# A tree-based regular expression matching algorithm

## cmcconne@reed.edu (Carl McConnell)Sun, 12 Mar 1995 19:52:29 GMT

From comp.compilers

Related articles
A tree-based regular expression matching algorithm cmcconne@reed.edu (1995-03-12)
| List of all articles for this month |

 Newsgroups: comp.compilers From: cmcconne@reed.edu (Carl McConnell) Keywords: AST, DFA Organization: Reed College, Portland, Oregon Date: Sun, 12 Mar 1995 19:52:29 GMT

I recently came up with a regular expression matching algorithm that I
thought others might find interesting. It uses the abstract syntax
tree (AST) for the regular expression rather than an NFA. It is
essentially an AST-based analog of the traditional NFA simulation
algorithm.
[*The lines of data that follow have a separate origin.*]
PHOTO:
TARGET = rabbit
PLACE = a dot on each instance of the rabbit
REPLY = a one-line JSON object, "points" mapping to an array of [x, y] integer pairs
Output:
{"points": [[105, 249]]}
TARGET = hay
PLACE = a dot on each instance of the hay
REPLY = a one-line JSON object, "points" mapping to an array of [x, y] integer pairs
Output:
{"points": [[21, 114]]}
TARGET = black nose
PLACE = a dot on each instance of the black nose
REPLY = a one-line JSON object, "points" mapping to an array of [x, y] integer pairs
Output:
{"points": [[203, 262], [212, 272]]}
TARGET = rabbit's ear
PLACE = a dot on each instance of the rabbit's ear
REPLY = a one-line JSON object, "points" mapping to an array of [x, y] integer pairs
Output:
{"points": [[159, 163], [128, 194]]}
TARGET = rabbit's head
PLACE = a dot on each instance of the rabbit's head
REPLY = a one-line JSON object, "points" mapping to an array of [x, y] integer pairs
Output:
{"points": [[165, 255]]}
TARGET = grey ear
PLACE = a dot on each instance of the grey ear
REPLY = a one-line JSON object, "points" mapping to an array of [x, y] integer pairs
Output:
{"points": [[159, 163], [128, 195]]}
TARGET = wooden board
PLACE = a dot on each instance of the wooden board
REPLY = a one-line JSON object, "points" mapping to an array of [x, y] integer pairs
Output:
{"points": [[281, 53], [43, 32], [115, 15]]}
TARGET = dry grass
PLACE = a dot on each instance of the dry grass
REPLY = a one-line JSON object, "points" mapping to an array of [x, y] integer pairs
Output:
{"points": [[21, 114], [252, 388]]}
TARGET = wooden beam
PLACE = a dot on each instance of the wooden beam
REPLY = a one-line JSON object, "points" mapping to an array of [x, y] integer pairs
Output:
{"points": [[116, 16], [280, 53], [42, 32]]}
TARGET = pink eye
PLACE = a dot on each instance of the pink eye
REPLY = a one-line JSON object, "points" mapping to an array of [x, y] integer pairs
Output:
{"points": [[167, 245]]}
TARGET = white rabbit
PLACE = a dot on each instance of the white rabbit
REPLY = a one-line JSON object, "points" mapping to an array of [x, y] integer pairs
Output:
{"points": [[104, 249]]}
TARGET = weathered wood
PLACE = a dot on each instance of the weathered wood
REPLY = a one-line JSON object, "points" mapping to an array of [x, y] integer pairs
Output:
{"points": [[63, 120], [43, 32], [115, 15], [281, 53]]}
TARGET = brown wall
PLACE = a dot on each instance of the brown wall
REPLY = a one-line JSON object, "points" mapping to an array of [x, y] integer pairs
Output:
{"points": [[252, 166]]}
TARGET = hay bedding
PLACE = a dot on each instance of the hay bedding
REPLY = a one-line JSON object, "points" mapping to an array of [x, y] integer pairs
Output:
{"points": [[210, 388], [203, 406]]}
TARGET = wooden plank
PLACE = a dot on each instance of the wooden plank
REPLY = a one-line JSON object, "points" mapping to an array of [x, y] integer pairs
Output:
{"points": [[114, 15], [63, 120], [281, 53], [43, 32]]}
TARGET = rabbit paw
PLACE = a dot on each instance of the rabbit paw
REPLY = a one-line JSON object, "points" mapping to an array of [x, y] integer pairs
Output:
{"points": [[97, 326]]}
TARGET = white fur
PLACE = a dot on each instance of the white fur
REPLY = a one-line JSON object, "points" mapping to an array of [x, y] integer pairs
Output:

The running time of this algorithm is the same as for NFA
simulation: O(rs), where r is the length of the regular expression and
s is the length of the string being matched. However, its space
consumption is worse than that of NFA simulation: O(rs), compared to
O(r) for NFA simulation. Furthermore, the AST-based algorithm requires
the ability to seek back over the input, rather than being able to
examine each character just once. Thus, the AST algorithm is
basically inferior to NFA simulation. However, I think it's
interesting conceptually.

If anyone has seen it published somewhere, I'd be interested in
hearing about it.

Carl McConnell

=== algorithm description begins ===

The intuition behind the algorithm is that regular expressions are
somewhat analogous to the usual control structures. For example,
the regular expression R* vaguely resembles the loop
"while match(R) do nothing", where "match(R)" is an as-yet undefined
function that can match a regular expression against the input.
Likewise, the regular expression R|S resembles the conditional
"match(R) or match(S)", and RS the conditional "match(R) and
match(S)". Thus, the regular expression a*ab resembles
the expression "(while match(a) do nothing) and match(a) and match(b)",
where the loop returns a boolean. (This analogy is just meant to be
suggestive, as it obviously breaks down pretty fast.)

Of course, the problem is how to account for the non-determinism.
Continuing with the previous regular expression, in matching against
the string aaab, the "loop" for a* mustn't read all the a's, or else
match(a) will fail when it could have succeeded. To get around this,
we define match() to return a set of positions in the input stream at
which subsequent matching may begin. (The drawback here is that the
number of positions is unbounded; instead of a finite state machine,
we essentially have an infinite data machine.) As arguments,
match(R, stream, positions) takes a regular expression, an input
stream, and a set of positions in that input stream where matching may
begin. (We'll assume the first position in the input stream is 1.)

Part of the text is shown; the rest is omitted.